I told Triplet, the VP of HR, that I was not the culprit. I told her that I have had several anonymous death threats myself, including finding a jug of Drano on my desk, which sent a very clear message to me at the time. It appears that I'm not the only victim of these anonymous death threats.

I also pointed out that nobody gave a shit when I complained. Now I'm being blamed? I hardly think I threatened myself...

Triplet did remember my complaints and also that she didn't give a shit. Surprisingly, she also saw the similarities in the death threats and concluded that even I would not threaten myself.

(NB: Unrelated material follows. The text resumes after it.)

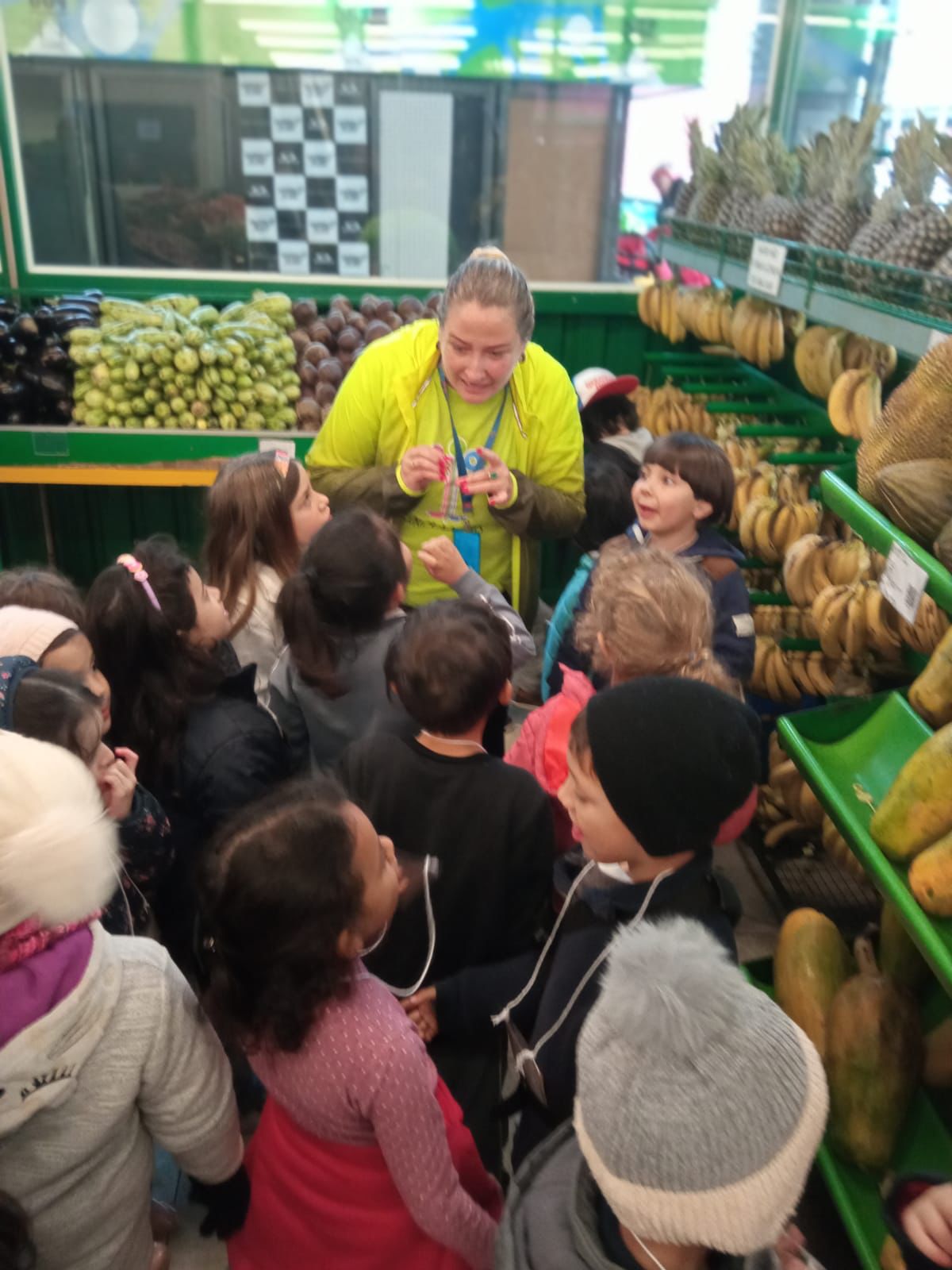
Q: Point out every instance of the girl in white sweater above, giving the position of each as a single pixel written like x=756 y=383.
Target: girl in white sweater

I stopped off at Fiona the Cunt's desk to gloat. She had this real unemotional, stone cold look on her face. Those piercing blue eyes said all she needed to say to me... 

I used to believe I would be killed someday by a jealous and temporarily insane man, one of half a dozen husbands whose wives I fuck on a regular basis. I now believe I will be murdered by Fiona the Cunt. It's just a matter of time.

Well... Speaking of time. It's time to go fuck one of those wives. Have a good night.

Reader Comments (3)

If you're gonna die, best to do it AFTER you get your rocks off. So keep lining them all up and knocking them down if you think Fiona is gonna eventually get you. On the other hand, you might be too tired from all that sex to see her coming. Hmmmn. Bit of a dilemma there... aww fuckit. Just keep fucking. There's a reward in there somewhere I'm sure.

July 3, 2008 | Unregistered CommenterWinter

See what I'm saying? But in the end, I agree, "fuckit" is always the best answer...

July 4, 2008 | Unregistered CommenterJason X

Yeah, you really can't argue with an orgasm.